La vicenda della Flottilla sta dimostrando molte cose per le quali bisogna essere grati a queste donne e a questi uomini che su queste fragili imbarcazioni stanno costringendo tutti ad un’altra lettura della vicenda drammatica del popolo palestinese e del massacro genocida di Gaza.

Intanto stanno dicendo a quelle donne e a quegli uomini di Gaza che non sono soli, che c’è tutto un mondo che trepida per loro, che si indigna di fronte alle morti e ai massacri, di fronte a questo abisso di crisi di civiltà.

E lo stanno facendo nel modo più diretto possibile, e questa è la cosa decisiva: mettendoci i loro corpi. Sì, i loro corpi. Su quelle fragili imbarcazioni esposte alle incertezze del mare e soprattutto esposte ad una violenza cieca incombente o fosse anche solo al tragico errore: in questo, fosse anche per un momento solo, stanno condividendo la sofferenza reale e il dolore di quel popolo.

Del resto non a caso, su quelle barche c’è anche Greta che, ragazzina, aveva posto il suo corpo davanti al Parlamento del suo paese come inciampo inaggirabile innescando quel che poi è venuto con un vero e proprio movimento globale sulla crisi climatica.

Questa a mio modo di vedere è la forza straordinaria del messaggio che queste donne e questi uomini stanno lanciando al Mondo. E donne e uomini cattolici, musulmani, probabilmente anche di fede ebraica. O semplicemente donne e uomini che hanno cura di altre donne e di altri uomini. Il germe possibile di una nuova umanità.

Ma anche gesto estremo appunto che la dice lunga su quanto estrema sia la situazione nella quale siamo.

E gesto di una potenza straordinaria che infatti sta allarmando governi e Stati, li sta costringendo a non far finta di niente.

E, ancora una volta miserevole lo spettacolo di questo nostro Governo che invece di intimare al Governo israeliano di non azzardarsi ad impedire lo sbarco degli aiuti umanitari; di non immaginare neanche lontanamente di recare offesa a donne e uomini così pacificamente protesi; di stabilire alleanze e iniziative comuni con gli altri Governi dei paesi diversi delle diverse imbarcazioni, con la sua Presidente del Consiglio continua a non fare onore al suo Paese.

E allora, al tempo della comunicazione globale che tutto massifica ma che anche ha la capacità di trasmettere e far condividere sentimenti in tempo reale moltiplicando l’impatto mobilitante, questa manciata di corpi, lì nel Mediterraneo orientale, in rotta incerta verso incerto approdo stanno dimostrando che non è vero che non c’è niente da fare.

Basterebbe questa semplice e fondamentale lezione per ringraziarli: ci stanno dimostrando che c’è tanto da fare.

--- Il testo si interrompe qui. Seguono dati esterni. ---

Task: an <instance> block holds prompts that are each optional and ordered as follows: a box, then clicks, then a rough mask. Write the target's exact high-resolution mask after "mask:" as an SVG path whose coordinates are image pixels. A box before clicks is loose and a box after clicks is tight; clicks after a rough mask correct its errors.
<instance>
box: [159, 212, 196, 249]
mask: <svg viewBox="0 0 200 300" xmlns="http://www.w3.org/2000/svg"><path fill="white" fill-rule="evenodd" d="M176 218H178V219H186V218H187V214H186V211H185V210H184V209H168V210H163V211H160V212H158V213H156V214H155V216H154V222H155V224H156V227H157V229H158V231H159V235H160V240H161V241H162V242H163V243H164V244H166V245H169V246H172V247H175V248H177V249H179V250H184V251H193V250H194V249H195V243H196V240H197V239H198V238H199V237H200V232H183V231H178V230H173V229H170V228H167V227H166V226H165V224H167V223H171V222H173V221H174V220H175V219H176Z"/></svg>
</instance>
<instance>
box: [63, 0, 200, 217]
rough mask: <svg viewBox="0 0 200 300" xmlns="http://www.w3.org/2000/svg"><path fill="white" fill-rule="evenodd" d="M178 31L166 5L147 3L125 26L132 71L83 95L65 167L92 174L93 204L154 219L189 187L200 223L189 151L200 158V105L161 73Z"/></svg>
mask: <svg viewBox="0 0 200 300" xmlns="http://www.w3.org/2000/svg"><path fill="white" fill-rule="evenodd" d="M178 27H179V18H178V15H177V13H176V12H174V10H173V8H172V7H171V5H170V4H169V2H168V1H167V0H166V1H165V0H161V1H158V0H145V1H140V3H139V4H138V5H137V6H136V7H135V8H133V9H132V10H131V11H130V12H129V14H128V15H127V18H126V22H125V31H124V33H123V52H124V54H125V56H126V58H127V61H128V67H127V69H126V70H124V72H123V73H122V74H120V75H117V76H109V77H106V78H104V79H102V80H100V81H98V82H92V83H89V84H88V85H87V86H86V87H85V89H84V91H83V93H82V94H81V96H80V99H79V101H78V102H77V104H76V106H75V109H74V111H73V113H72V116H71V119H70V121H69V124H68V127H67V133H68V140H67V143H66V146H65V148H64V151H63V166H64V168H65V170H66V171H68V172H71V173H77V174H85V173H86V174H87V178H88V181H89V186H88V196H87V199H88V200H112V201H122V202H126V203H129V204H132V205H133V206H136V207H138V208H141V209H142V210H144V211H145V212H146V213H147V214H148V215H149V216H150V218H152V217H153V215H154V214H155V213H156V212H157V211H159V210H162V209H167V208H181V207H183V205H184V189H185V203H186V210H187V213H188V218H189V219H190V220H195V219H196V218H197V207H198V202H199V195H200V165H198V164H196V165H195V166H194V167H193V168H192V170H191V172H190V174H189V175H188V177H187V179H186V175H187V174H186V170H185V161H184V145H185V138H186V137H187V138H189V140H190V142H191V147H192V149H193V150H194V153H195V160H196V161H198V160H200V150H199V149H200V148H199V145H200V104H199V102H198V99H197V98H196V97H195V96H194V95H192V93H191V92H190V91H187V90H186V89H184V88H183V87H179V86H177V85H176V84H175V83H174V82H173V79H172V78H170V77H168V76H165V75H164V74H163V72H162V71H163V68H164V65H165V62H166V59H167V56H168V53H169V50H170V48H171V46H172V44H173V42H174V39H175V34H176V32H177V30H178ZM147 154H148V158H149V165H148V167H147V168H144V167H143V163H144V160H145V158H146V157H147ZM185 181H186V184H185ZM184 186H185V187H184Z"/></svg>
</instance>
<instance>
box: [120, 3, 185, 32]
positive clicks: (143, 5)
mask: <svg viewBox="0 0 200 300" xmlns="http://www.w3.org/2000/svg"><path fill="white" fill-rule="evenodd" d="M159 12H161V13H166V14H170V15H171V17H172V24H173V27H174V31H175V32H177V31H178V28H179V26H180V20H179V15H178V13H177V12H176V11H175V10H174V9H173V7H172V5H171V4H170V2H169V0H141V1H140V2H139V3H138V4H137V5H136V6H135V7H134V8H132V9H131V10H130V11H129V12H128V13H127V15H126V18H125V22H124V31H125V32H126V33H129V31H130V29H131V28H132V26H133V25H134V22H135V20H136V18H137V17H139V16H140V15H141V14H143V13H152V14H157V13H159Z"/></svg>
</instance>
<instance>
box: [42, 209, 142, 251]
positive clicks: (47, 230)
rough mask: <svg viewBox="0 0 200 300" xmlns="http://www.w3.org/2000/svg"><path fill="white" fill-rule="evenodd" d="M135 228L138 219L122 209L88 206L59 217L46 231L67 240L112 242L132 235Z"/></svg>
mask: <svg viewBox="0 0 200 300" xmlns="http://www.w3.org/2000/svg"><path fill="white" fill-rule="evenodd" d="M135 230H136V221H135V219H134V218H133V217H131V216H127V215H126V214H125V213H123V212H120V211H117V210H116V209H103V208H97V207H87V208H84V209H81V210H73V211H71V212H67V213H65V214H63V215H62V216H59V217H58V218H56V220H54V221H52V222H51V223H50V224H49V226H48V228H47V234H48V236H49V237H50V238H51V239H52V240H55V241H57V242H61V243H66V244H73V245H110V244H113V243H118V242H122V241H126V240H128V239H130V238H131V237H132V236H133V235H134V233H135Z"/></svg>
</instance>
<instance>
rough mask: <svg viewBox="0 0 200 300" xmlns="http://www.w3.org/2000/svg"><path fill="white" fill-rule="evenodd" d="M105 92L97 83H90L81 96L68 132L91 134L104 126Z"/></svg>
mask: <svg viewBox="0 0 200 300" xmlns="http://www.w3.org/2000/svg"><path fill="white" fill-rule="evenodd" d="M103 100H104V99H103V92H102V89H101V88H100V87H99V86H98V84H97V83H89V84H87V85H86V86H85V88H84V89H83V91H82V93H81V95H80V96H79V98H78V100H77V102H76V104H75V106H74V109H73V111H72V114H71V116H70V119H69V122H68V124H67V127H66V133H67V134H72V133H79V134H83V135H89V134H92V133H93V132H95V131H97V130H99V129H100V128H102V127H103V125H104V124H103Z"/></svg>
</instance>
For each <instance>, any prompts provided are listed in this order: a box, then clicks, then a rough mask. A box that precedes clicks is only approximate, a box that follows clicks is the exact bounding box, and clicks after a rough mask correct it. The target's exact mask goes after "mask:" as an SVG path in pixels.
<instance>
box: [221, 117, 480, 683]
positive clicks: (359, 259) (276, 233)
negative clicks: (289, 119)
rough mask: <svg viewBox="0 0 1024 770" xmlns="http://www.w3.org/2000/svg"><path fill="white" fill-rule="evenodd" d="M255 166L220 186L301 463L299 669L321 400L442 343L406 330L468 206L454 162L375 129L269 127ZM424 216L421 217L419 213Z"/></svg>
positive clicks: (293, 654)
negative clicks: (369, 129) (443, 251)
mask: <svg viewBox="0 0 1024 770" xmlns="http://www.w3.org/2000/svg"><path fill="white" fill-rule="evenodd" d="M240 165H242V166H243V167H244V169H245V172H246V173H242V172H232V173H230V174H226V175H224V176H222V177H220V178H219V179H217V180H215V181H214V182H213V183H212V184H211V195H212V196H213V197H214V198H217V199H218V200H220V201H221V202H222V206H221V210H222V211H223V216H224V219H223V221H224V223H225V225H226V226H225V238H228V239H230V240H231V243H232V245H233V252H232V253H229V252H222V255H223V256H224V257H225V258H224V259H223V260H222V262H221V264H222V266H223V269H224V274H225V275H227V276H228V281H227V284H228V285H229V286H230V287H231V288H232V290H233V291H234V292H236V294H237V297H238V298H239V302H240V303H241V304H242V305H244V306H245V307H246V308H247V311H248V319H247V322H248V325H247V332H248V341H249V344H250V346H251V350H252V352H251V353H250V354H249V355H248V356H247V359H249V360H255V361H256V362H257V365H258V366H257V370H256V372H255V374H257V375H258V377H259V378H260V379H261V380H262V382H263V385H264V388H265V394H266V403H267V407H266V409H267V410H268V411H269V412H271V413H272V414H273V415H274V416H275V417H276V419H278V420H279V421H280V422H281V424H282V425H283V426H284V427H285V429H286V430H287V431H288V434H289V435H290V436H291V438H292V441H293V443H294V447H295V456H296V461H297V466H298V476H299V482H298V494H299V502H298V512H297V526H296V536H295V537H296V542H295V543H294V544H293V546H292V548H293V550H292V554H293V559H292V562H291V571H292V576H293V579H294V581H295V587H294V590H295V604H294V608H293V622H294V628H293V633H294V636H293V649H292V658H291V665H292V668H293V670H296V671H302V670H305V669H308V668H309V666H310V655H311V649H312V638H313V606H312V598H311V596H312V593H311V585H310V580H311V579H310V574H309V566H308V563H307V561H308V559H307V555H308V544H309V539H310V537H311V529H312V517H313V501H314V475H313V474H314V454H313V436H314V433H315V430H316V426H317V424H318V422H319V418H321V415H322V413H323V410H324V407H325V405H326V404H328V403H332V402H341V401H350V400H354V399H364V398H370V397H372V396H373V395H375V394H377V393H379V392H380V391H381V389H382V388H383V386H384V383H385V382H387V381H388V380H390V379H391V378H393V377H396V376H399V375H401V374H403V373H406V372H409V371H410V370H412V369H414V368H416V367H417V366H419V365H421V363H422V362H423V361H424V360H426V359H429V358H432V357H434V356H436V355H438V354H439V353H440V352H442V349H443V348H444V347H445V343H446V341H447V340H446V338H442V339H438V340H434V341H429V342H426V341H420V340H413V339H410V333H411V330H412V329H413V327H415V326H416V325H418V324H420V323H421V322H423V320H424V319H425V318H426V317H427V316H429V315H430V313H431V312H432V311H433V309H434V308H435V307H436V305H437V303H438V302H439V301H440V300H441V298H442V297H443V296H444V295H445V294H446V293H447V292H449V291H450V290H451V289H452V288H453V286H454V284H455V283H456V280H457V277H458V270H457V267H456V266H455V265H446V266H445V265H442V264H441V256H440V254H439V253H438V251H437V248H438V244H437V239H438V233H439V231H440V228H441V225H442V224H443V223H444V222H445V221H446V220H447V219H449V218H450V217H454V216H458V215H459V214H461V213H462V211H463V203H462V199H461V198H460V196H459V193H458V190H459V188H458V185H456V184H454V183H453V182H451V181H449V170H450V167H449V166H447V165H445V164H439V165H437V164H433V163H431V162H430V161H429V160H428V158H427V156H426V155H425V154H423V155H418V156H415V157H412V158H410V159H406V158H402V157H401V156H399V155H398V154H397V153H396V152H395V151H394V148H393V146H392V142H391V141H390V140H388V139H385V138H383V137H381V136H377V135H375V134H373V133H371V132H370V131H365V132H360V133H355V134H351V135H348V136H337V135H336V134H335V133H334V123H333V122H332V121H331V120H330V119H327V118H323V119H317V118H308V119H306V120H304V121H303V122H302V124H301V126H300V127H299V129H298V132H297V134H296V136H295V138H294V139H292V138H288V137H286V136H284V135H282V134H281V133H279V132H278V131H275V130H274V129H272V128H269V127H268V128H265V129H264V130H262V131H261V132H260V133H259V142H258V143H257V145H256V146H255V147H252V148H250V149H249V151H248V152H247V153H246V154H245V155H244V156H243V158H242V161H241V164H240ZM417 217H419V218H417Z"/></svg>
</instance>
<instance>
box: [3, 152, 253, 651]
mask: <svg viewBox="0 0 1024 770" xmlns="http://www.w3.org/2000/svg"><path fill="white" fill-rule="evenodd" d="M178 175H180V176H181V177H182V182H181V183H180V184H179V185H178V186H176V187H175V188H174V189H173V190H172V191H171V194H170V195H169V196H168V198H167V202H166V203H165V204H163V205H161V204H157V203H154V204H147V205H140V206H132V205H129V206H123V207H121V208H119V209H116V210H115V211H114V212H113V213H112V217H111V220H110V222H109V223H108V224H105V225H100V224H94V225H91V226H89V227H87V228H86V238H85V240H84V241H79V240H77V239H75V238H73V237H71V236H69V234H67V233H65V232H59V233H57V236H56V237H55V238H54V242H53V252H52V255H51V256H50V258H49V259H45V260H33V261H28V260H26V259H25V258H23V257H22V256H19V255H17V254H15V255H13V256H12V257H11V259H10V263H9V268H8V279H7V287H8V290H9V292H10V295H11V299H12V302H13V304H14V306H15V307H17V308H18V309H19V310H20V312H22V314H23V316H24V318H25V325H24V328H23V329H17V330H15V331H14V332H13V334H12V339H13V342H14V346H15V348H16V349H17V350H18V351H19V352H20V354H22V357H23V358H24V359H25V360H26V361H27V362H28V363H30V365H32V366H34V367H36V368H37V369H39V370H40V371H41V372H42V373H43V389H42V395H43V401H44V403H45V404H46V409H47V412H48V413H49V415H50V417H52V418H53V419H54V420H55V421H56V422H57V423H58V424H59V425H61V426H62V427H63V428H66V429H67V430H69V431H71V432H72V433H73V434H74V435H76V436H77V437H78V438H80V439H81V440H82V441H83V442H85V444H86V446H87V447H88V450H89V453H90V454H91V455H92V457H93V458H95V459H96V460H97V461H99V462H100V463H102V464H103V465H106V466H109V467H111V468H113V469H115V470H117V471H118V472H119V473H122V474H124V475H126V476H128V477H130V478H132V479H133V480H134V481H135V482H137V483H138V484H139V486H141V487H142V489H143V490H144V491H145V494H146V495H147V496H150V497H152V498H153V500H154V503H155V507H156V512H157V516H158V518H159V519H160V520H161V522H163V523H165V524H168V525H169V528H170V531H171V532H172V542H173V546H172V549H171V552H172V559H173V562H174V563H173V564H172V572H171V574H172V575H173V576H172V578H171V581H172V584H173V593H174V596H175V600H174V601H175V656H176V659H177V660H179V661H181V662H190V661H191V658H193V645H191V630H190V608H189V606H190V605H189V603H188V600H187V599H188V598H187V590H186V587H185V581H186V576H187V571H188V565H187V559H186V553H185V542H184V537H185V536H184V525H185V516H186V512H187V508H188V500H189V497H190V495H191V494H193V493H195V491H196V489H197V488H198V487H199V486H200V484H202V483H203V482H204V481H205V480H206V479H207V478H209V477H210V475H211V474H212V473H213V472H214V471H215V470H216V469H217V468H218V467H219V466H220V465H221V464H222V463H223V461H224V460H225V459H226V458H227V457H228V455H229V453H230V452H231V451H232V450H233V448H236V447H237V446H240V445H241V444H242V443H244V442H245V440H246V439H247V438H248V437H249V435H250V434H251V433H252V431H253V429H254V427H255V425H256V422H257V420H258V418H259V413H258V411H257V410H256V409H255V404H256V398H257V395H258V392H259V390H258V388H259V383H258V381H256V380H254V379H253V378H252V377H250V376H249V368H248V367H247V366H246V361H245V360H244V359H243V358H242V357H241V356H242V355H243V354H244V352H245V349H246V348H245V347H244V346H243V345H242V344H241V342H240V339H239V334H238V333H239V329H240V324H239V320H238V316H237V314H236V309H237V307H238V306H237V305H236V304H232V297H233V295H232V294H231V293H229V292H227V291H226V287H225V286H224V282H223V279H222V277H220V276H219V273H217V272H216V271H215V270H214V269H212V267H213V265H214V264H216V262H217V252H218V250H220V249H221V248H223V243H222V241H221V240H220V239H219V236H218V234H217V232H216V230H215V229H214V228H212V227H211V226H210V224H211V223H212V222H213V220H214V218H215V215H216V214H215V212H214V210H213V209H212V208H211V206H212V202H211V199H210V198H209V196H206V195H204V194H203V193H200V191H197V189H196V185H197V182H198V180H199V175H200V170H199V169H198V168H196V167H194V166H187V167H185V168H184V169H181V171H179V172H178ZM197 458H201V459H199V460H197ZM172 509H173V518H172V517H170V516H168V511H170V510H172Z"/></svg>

E che si può.

Noi siamo una Rivista piccolissima e però abbiamo che tutti i nostri prossimi numeri saranno aperti dalle poesie che con due bellissime iniziative e editoriali Tommaso di Francesco con i Poeti Palestinesi e Mario Soldaini, proprio con i ragazzi di Gaza, hanno raccolto in volume: e noi con il prezioso contributo di Mario Grasso le pubblichiamo anche tradotte in napoletano.

Cominciamo già con il prossimo numero tra poco in distribuzione e aperto anche dall’editoriale di un altro quasi ragazzo, Arturo Scotto, che, Parlamentare della Repubblica, sta anche lui lì su una di quelle barche.